Robinson, Blais reflect on term, look ahead
Rachel O'Grady | Tuesday, December 6, 2016
As the semester draws to a close, student body president and vice president Corey Robinson and Becca Blais are proud of the work they have done thus far.
“We’ve been able to do a lot that we set out to do,” Robinson said. “Obviously, there’s a lot more work to be done. I’m extremely proud of our team — they’re extraordinary. They’re an extraordinary team and they’re the ones all the credit goes to for what we’ve accomplished. At the end of the day, we’re always forward-looking. Can’t wait to get to our next challenge.”
Blais also said the fall semester has gone “amazingly.”
“To echo Corey’s sentiment, none of it would have been possible without our team, and they’ve just gone above and beyond any expectation we could have had for them,” Blais said. “They’re a great group of people. Somehow, these highly talented, passionate people who are super motivated to make a change and a difference — and overall improve student life at Notre Dame — all got together. And they all work well together, and are so excited for every project — it’s made everything to do with student government very enjoyable and very fun for all of us to be involved in.”
Blais said her experience serving as vice president has been a unique and positive experience.
“It’s very life-giving and energy-giving and fulfilling and inspiring,” Blais said. “I would say it’s been amazing so far.”
Since taking office in April, Robinson said they have accomplished three major things — creating a sexual assault survivor support group, reforming student senate and implementing Notre Dame for Syria Week.
“I think [student government] did a great job of bringing awareness to a really important issue that’s thousands of miles away,” Robinson said of ND for Syria Week. “It shows what we can do here, now. We raised a couple hundred dollars and got students to know what they can do — in the political sphere, in the business sphere, in the nonprofit sphere, in global health — to make a difference today, so that’s really exciting.”
Blais said the sexual assault support group was an important addition to the University.
“The sexual assault survivors support group has been incredible,” Blais said. “It’s one of those things that people will look at years later and ask why we didn’t have it before. It just makes so much sense to have it and it’s such a needed service on this campus. It’s been very helpful and healing and influential for the people involved and for people to know that at least that’s an option.”
Additionally, Robinson said the reforms to student senate have been vital.
“I just love what Becca’s done with it,” Robinson said. “We’re going to senate and people can’t wait to hang out with each other and pick each other’s brains and tackle these big issues — like we’ve talked about in the past few weeks with the Title IX reform — to figure out that structure and what senate can do to better that process for students. It’s been a great opportunity for senators to really take hold of it and own something.”

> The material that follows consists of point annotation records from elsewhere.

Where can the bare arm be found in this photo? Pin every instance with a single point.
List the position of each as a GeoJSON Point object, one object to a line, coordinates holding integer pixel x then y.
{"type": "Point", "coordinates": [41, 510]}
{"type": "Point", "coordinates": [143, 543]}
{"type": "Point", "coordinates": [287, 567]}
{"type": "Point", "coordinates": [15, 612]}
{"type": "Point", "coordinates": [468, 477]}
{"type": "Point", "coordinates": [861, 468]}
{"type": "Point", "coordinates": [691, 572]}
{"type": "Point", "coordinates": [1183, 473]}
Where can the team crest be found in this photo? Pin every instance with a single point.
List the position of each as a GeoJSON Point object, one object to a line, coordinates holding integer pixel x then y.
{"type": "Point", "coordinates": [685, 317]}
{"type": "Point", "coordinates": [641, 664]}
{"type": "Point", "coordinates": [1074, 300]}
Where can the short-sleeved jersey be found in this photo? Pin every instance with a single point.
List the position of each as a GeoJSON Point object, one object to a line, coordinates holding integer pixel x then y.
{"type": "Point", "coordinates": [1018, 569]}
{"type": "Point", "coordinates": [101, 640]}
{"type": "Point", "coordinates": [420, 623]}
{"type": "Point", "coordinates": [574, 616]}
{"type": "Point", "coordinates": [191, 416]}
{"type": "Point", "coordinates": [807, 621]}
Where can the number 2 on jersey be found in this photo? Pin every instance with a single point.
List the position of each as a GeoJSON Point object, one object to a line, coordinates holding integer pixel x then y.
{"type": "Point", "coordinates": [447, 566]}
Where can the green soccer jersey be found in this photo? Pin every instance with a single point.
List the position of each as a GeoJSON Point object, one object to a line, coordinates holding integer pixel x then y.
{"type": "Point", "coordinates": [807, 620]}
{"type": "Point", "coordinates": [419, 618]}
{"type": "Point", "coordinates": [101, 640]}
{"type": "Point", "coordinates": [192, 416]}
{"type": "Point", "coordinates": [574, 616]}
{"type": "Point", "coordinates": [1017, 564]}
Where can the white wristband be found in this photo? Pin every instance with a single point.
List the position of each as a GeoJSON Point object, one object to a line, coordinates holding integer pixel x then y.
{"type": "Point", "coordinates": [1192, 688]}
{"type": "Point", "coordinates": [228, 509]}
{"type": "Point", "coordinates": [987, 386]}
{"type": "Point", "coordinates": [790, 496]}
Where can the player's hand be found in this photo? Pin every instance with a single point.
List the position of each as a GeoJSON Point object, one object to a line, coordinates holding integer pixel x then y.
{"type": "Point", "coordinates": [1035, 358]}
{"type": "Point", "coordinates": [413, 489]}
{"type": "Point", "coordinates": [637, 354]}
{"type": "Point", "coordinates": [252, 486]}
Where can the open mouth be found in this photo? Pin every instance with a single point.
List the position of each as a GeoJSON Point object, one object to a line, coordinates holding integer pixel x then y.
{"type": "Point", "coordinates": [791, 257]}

Blais said she worked with senators to improve the efficiency of senate by changing certain procedures. In the end, Blais thought the improvements constitute one of the major achievements of the semester.
“We had talked a bit before and named all of these things we thought had gone well this year and thought had been successful, and we realized a lot of them came down to what we talked about in senate and the involvement of the senators and the departments and this great relationship we’ve been forming there,” Blais said.

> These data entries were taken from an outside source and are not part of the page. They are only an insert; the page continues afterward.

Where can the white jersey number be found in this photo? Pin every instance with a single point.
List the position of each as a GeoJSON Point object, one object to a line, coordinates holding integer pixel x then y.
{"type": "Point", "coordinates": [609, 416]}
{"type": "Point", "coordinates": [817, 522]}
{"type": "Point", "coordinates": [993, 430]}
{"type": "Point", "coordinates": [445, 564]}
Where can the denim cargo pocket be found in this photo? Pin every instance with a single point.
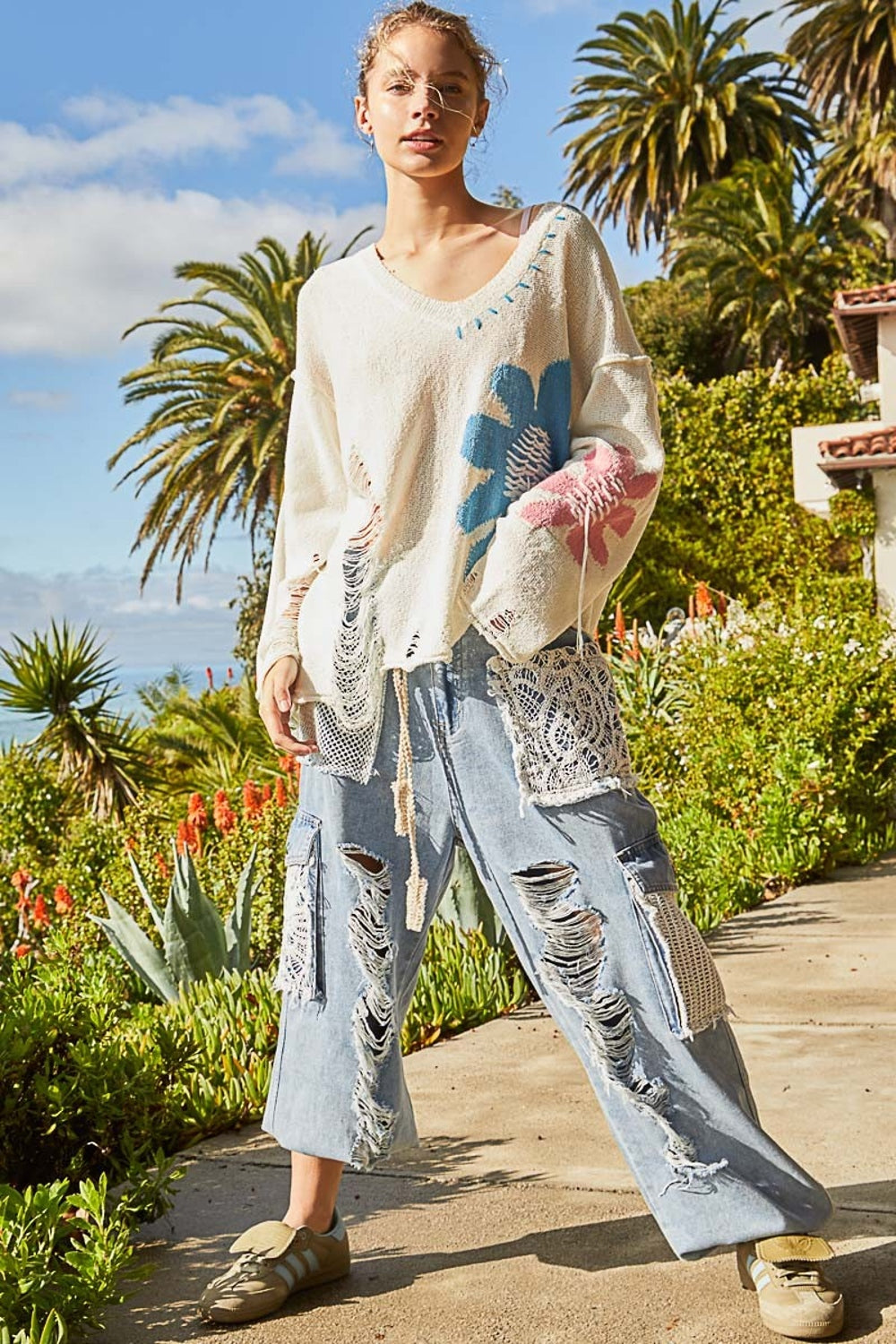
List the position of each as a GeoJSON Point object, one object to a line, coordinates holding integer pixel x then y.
{"type": "Point", "coordinates": [560, 711]}
{"type": "Point", "coordinates": [685, 975]}
{"type": "Point", "coordinates": [300, 973]}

Despite their successes, Robinson and Blais have run into several roadblocks in fulfilling one of the major parts of their platform: providing rape kits at St. Liam’s in an effort to help survivors of sexual assault.
“We thought we could get it up and running by August,” Robinson said. “We spent all of May and June benchmarking and then went to [director] Sharon McMullen of University Health Services and sat down with her. She was really receptive, but she wanted to make sure we were doing it right. With rape kits, you don’t have a second chance — you have to get the first one done the right way. So that was a really big challenge.”
Blais said it was harder than they anticipated to get nurses properly trained in St. Liam’s.
“What we found was we originally, in the platform, said it only costs this much to train nurses and we’ll train our St. Liam’s nurses. But what we ran into there was that they told us we aren’t able to hire their current nurses, they’d have to hire new nurses to work on this specifically,” Blais said. “That’s adding a whole other salary, so until they’re able to get resources together with that, they can’t.”
Blais said even if St. Liam’s did have the resources to hire new nurses, they worry about the room for error in testing.
“We don’t want to risk students’ health and safety with that, especially with such a sensitive procedure and topic,” Blais said.
Going forward, Robinson and Blais said they are looking to hear more student perspectives.
“The thing is, a lot of students have come to us and said ‘you’re having these general, vague discussions and we want to see action,’” Robinson said. “And I think that’s the next piece for us — coming together and seeing if we can hear students on what we should take action on and how we can continue the conversation, but shift more from just having people sit in a room and talk about it, to having some sort of product.
“The number one thing is going to the student body and asking what they think is important. What can we work on together? And that’s going to be a big initiative we’re looking to roll out in January, to just sit down and hear students in a town hall setting, but not a speaker series or a panel — literally just us sitting down and hearing students’ concerns and figure out what we should put our effort and focus on.”